Other common forms of therapist masochism include the belief that the therapist is responsible for therapeutic change, rather than responsible for administering the treatment. And the belief that the patient’s reactions to the treatment are the responsibility of the therapist. Clearly these examples speak to complex issues with no simple answer, but I submit that losing a clear sense of a boundary to one’s responsibility is more common among psychotherapists than other professionals. If a surgeon lances a boil, she would never feel responsible for the puss (Rolfes, 2009). Psychotherapists seem driven to accept a more-encompassing responsibility, whereby the masochistic tendency can be easily rationalised as a tendency towards charity or altruism. Yet as we would surely tell any of our patients, self-sacrifice is not always true charity, especially if it is not given freely, or if one has felt required to give. Charity and altruism are not possible in masochism.

References

Bacal, H. (2006). Specificity theory: conceptualizing a personal and professional quest for therapeutic possibility, International Journal of Psychoanalytic Self Psychology, 1, 133-155.

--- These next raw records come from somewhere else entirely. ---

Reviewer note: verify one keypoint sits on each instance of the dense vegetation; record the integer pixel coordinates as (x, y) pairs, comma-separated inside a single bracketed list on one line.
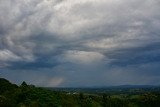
[(25, 95)]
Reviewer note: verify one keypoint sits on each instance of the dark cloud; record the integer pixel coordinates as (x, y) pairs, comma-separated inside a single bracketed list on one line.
[(80, 43)]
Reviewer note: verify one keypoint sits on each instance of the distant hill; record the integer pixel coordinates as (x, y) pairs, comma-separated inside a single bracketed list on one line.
[(26, 95)]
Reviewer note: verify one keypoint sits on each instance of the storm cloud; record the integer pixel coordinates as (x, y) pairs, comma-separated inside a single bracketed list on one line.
[(80, 43)]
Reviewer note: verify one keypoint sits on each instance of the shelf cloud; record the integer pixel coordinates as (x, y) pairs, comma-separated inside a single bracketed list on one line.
[(80, 43)]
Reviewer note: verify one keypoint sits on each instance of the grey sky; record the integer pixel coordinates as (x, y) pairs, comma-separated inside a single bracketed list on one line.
[(80, 42)]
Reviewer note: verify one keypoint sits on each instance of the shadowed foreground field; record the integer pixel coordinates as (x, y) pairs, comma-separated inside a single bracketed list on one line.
[(25, 95)]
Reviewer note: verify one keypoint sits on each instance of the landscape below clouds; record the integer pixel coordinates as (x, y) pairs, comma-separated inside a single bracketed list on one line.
[(70, 43)]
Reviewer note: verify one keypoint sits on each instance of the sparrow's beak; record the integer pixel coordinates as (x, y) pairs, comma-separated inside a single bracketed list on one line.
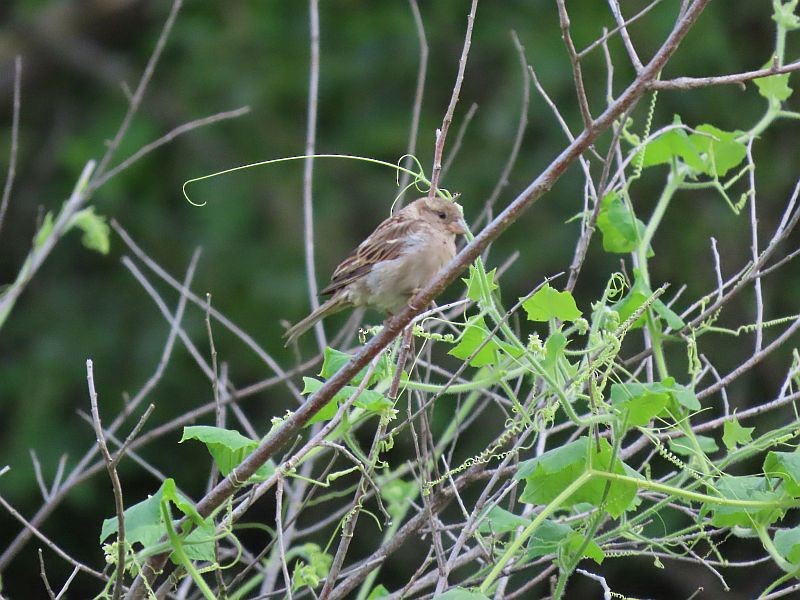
[(459, 227)]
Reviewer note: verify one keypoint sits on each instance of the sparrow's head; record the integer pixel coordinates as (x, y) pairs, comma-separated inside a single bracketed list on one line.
[(442, 213)]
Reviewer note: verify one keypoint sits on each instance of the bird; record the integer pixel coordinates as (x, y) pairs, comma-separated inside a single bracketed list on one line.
[(399, 258)]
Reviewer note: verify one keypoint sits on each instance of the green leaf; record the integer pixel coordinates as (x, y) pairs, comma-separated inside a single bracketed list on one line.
[(748, 489), (621, 230), (671, 145), (44, 231), (774, 88), (670, 317), (474, 284), (144, 523), (631, 392), (369, 400), (549, 474), (475, 332), (785, 465), (548, 303), (734, 434), (684, 447), (398, 495), (553, 351), (636, 297), (499, 520), (96, 232), (311, 571), (721, 150), (547, 538), (787, 543), (228, 448), (638, 403), (784, 15), (459, 593), (334, 360), (379, 591), (592, 550)]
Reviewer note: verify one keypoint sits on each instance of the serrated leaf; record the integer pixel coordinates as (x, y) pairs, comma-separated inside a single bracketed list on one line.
[(548, 303), (785, 465), (748, 489), (475, 286), (636, 297), (638, 405), (499, 520), (721, 151), (774, 88), (44, 231), (549, 474), (621, 230), (96, 232), (547, 538), (379, 591), (734, 434), (475, 332), (591, 550), (671, 145), (333, 360), (459, 593), (787, 543), (684, 447), (784, 15), (369, 400), (144, 523), (228, 448)]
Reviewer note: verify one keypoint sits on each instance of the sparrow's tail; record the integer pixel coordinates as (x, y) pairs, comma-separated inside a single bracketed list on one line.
[(331, 306)]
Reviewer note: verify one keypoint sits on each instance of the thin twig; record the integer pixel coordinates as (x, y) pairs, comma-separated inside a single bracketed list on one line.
[(441, 133), (168, 137), (419, 93), (12, 155), (111, 466), (50, 544), (575, 62), (287, 430), (138, 95), (689, 83), (308, 169)]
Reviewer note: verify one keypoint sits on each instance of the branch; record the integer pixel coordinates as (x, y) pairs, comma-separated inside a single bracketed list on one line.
[(441, 134), (12, 156), (690, 83), (393, 326)]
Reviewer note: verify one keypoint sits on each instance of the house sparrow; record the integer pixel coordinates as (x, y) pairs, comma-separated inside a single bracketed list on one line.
[(399, 258)]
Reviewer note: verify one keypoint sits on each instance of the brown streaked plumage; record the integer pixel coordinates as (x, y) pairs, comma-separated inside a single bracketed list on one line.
[(400, 257)]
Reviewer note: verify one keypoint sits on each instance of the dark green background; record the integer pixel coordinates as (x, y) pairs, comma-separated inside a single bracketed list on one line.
[(225, 55)]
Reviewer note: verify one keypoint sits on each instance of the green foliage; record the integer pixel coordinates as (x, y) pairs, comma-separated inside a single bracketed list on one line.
[(548, 303), (228, 448), (96, 232), (310, 571), (477, 344), (622, 231), (550, 474), (735, 435), (763, 510), (636, 297), (787, 543), (145, 526), (459, 593)]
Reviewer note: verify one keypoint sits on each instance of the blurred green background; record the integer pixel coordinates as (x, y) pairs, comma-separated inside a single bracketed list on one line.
[(225, 55)]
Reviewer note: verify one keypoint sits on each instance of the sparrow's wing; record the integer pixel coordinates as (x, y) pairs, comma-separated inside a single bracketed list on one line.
[(386, 243)]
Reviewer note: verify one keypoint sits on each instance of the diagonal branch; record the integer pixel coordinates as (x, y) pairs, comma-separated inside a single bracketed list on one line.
[(394, 326)]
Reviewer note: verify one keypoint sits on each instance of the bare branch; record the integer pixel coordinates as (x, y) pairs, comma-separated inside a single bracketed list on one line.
[(12, 155)]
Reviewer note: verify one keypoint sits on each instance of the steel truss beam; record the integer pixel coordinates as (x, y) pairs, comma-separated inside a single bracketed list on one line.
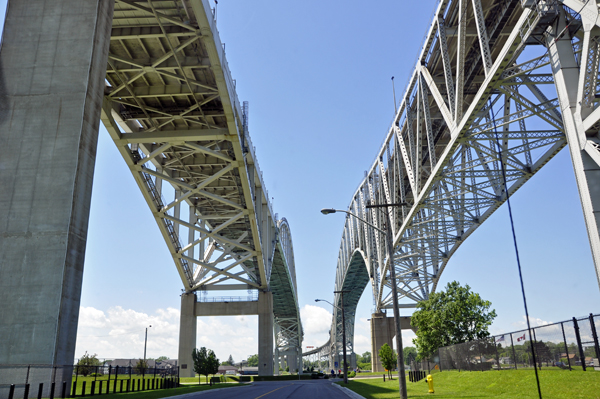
[(171, 108), (494, 111)]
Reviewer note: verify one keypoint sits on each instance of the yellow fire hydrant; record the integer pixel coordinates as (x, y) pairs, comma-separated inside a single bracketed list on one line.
[(429, 381)]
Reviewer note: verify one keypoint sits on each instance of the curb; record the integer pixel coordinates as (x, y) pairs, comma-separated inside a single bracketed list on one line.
[(348, 392), (194, 394)]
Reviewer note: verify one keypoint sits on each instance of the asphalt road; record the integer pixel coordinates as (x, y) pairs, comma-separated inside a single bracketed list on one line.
[(312, 389)]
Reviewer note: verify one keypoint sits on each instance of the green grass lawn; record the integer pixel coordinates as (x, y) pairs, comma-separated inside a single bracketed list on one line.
[(554, 383), (136, 381), (164, 393)]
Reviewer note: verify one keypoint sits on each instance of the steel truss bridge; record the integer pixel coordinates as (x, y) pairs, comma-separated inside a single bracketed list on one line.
[(498, 84), (171, 108)]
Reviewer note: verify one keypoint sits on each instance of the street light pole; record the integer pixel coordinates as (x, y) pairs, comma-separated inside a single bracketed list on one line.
[(343, 330), (390, 248), (400, 360), (145, 342)]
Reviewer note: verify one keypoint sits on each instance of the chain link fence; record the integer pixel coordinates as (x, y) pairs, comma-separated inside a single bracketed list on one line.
[(50, 381), (570, 344)]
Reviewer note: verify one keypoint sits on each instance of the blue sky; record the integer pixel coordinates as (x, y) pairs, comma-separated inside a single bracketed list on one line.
[(318, 79)]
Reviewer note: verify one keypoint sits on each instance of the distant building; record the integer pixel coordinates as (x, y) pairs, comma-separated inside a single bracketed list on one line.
[(225, 369), (249, 370), (169, 365)]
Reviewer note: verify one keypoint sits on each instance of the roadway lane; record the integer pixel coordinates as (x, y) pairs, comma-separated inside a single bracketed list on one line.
[(313, 389)]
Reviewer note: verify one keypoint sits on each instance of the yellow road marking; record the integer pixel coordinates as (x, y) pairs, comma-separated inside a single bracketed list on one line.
[(265, 394)]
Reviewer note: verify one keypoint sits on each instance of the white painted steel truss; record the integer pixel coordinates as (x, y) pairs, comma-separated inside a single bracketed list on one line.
[(497, 83), (172, 110)]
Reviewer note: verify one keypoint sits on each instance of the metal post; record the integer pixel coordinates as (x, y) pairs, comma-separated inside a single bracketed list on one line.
[(343, 338), (581, 354), (108, 383), (595, 335), (566, 347), (497, 355), (512, 345), (401, 374)]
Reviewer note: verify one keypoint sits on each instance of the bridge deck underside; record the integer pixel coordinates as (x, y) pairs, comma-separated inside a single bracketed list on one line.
[(482, 114), (171, 108)]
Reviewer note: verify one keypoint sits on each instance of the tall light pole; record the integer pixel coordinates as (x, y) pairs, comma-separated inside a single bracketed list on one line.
[(390, 247), (343, 331), (145, 342)]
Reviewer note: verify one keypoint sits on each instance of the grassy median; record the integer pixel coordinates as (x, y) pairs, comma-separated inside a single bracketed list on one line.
[(505, 384)]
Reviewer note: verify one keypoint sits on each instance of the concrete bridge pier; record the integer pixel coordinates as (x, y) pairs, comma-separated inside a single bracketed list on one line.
[(187, 334), (52, 68), (276, 362), (383, 331), (191, 309)]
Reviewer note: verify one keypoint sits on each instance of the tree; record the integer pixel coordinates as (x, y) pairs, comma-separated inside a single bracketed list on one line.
[(388, 358), (141, 366), (410, 354), (450, 317), (87, 364), (205, 362), (253, 361), (228, 362), (366, 357)]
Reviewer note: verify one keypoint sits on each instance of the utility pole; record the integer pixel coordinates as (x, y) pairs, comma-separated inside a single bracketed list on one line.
[(390, 248), (343, 336)]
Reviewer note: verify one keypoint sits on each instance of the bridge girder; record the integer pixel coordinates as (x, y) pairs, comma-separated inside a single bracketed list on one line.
[(171, 107), (443, 167)]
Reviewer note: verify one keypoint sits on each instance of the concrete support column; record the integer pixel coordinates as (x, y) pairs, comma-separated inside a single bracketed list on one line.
[(382, 332), (187, 334), (52, 68), (276, 362), (292, 362), (265, 333)]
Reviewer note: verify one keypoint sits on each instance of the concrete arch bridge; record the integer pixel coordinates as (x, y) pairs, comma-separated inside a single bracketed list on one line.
[(498, 89)]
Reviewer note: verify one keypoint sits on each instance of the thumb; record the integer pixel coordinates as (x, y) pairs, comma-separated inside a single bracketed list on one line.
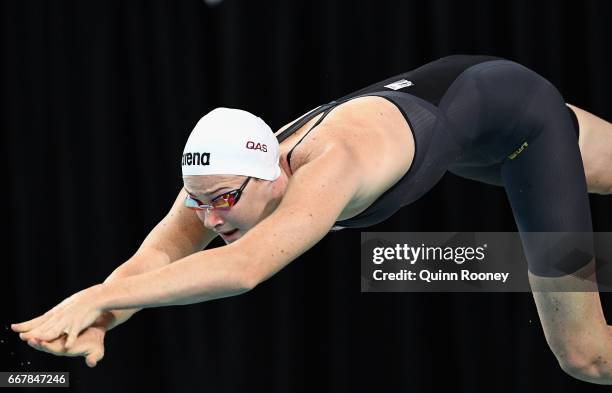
[(93, 358)]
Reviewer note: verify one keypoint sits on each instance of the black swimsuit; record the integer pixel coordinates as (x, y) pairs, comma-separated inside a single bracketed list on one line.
[(487, 119)]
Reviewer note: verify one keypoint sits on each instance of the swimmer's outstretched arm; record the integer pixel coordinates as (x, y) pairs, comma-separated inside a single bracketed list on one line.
[(574, 325), (316, 195)]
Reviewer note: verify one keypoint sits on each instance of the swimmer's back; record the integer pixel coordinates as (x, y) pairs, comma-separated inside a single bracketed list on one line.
[(375, 132)]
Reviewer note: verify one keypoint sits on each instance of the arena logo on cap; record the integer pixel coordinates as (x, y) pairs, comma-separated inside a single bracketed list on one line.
[(196, 159), (257, 146)]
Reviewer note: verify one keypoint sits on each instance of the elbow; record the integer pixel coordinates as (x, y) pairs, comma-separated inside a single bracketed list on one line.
[(249, 282), (585, 365)]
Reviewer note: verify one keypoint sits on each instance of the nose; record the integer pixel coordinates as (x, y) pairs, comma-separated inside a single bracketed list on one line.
[(212, 218)]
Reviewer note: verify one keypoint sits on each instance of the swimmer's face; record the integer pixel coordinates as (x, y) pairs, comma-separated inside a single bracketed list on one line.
[(258, 200)]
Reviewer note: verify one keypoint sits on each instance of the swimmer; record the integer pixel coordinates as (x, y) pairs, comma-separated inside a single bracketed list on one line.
[(353, 163)]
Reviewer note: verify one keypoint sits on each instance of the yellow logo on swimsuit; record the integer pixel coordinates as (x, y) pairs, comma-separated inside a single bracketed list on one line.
[(518, 151)]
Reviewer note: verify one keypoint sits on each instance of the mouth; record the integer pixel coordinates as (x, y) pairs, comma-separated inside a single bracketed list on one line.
[(228, 233)]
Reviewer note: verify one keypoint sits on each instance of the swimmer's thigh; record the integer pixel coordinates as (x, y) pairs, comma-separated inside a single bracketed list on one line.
[(547, 190)]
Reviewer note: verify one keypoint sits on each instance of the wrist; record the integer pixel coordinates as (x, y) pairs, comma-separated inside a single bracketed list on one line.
[(105, 321)]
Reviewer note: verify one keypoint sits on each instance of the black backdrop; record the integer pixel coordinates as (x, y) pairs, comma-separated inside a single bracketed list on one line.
[(98, 98)]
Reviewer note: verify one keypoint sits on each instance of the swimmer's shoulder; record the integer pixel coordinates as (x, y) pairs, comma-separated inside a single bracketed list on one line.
[(372, 129)]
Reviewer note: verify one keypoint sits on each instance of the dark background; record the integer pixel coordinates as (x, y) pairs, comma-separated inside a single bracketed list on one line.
[(98, 98)]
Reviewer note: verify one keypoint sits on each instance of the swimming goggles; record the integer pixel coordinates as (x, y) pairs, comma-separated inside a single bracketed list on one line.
[(222, 202)]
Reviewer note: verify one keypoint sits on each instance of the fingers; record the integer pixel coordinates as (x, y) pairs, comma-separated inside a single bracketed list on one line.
[(55, 347), (72, 336), (93, 358), (31, 324)]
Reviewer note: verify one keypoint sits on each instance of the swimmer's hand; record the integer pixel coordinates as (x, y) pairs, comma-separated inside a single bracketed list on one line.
[(73, 315), (89, 344)]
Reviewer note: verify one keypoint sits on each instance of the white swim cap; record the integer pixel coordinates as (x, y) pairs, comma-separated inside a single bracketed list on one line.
[(231, 142)]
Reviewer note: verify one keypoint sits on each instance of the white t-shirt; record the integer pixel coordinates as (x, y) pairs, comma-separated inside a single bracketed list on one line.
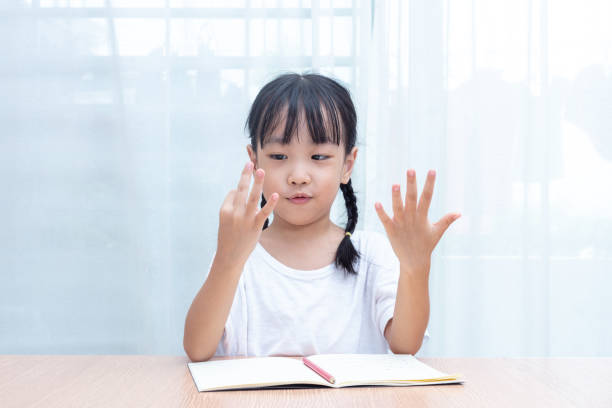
[(278, 310)]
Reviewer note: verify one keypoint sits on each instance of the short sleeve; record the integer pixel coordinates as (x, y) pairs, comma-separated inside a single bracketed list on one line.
[(232, 342)]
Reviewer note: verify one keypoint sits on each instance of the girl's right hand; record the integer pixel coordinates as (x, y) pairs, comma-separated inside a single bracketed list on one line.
[(240, 224)]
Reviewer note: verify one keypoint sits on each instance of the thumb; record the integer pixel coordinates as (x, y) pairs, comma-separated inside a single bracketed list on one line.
[(445, 222)]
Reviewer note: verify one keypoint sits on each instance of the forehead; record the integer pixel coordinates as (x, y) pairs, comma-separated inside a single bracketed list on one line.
[(301, 133)]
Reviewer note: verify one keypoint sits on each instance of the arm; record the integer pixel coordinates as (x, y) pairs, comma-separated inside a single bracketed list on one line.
[(405, 331), (413, 239), (209, 310)]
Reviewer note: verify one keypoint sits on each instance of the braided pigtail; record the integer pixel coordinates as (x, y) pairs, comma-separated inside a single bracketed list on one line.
[(263, 203), (347, 255)]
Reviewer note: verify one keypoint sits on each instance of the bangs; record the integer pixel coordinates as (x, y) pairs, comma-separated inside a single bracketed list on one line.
[(295, 98)]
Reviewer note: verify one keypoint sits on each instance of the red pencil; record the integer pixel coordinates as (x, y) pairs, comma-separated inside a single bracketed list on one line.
[(319, 370)]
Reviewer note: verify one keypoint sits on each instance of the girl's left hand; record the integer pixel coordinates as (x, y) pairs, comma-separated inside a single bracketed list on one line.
[(412, 237)]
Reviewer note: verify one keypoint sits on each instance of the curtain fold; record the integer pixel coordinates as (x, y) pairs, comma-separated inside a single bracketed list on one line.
[(122, 130)]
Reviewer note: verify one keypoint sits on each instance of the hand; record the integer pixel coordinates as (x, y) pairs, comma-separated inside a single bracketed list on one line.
[(412, 237), (240, 224)]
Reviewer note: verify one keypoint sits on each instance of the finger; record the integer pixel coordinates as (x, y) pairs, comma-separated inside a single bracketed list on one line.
[(445, 222), (228, 202), (267, 209), (255, 195), (411, 192), (243, 187), (425, 200), (398, 206), (384, 218)]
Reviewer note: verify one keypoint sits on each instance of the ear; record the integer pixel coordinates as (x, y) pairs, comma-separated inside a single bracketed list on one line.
[(252, 156), (349, 163)]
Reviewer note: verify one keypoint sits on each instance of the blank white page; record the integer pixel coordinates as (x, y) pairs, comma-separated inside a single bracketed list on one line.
[(257, 371), (368, 368)]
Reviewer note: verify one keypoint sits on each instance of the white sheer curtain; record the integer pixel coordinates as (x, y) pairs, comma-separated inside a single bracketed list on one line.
[(121, 131), (511, 103)]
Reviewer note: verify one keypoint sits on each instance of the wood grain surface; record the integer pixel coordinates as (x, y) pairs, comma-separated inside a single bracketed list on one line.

Gabbard, G.O. (1996). The Analyst’s Contribution to the Erotic Transference, Contemporary Psychoanalysis, 32, 249-273.

Gabbard, G.O. (2003). Miscarriages of psychoanalytic treatment with suicidal patients, International Journal of Psycho-Analysis, 84, 249-261.

Goldberg, A.I. (2000). Being of Two Minds, the Vertical Split in Psychoanalysis and Psychotherapy, NJ, Hillsdale: The Analytic Press.

Goldberg, A.I. (2007). Moral Stealth, How “Correct Behavior” [sic] Insinuates itself into Psychotherapeutic Practice, Chicago: University of Chicago Press.

Kohut, H. (1984). How Does Analysis Cure? Chicago: University of Chicago Press.

Lichtenberg, J.D., Lachmann, F.M., and Fosshage, J.L. (2002). A Spirit of Inquiry: Communication in Psychoanalysis, NJ, Hillsdale: The Analytic Press.

Menninger K. (1958). The Theory of Psychoanalytic Technique, NY: Basic Books.

Rolfes, A.E., (2009). Personal communication.

 

Footnote
†Clearly, this difference is one of a theoretical disagreement on the definition and value of transference. The concept of transference permits an initial difference of opinion (between patient and therapist) on what the patient needs, to find resolution without masochistic surrender for either party—a fate that is harder to achieve when all of the patient’s requests are taken at face value only (cf. Gabbard, 2003).